En el patio se estaba muy bien, soplaba una brisa suave y fresca que venía directa del mar. Como el silencio era grande podía oírse el rumor del oleaje. Pensaba en ese viento de falso poniente que viene del norte bordeando la costa de Portugal y al llegar al Cabo de San Vicente dobla ─en en un asombroso ángulo recto─ y entra en Cádiz por el Oeste. Poco después se agolparon en mi mente varios pensamientos superpuestos; uno ─insistente─ era el de las matemáticas con visión de género, estuve un rato dándole vueltas a este estúpido asunto y lo abandoné. No era pensamiento adecuado para una noche tan hermosa. Miré hacia dentro de la casa y la televisión, sin sonido, daba imágenes de los interminables incendios veraniegos, las imágenes eran terroríficas y casi lograban trasmitir el calor del fuego. Los bomberos, embutidos es esos trajes coloridos, se esforzaban lo indecible para intentar contener la propagación de las llamas.

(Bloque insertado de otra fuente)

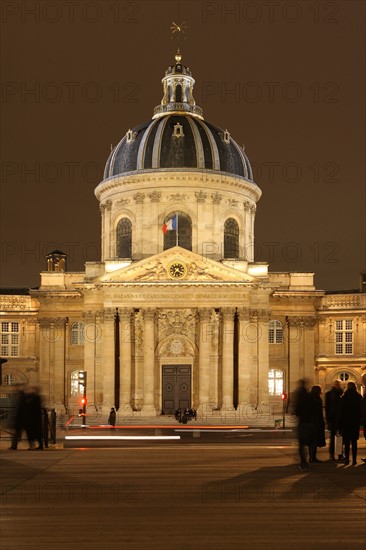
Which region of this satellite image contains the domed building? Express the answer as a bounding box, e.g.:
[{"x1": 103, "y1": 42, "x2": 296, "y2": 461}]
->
[{"x1": 1, "y1": 52, "x2": 366, "y2": 424}]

El fuego me hizo retroceder en la historia y trajo a mi mente una curiosa anécdota que siempre la tengo ahí, no sé ni donde la leí ─si es que la leí─ ni quién me la contó, si es que me la contaron. Era 1848, en París, época de ebullición revolucionaria. Los múltiples incendios enrojecían el cielo parisino. Víctor Hugo, escritor y revolucionario, se encontraba en aquellas calles luchando contra la monarquía armas en mano.
También había grupos de maleantes que se dedicaban a saquear las mansiones que encontraban a su paso. Una turba de estos logró penetrar en la casa del escritor. Iban arrasando habitación por habitación, cogiendo todo lo servible como botín y destruyendo el resto. Al llegar al despacho, únicamente encontraron papeles, unos amontonados y otros desperdigados. El jefe de aquella cuadrilla ─el único que sabía leer un poco─ tomó en sus manos un manuscrito e intentó leer algo del primer papel. Unos instantes después se dirige a sus compañeros y les comenta exclamando:
─¡Nada, no es nada! Se trata simplemente de una novela.
Los facinerosos del grupo notaron cierta decepción en su voz.
─¿Y cómo se llama? ─preguntó uno de ellos.
Con deje despectivo y esparciendo todos los papeles por el suelo, dijo:
─”Los Miserables”.
Inmediatamente, añadió:
─¡Vámonos! Aquí no hay nada de valor.
Casi sentí un poco de frío.
En ese momento miré otra vez a la pantalla de la tele y vi a los talibanes entrando en Kabul.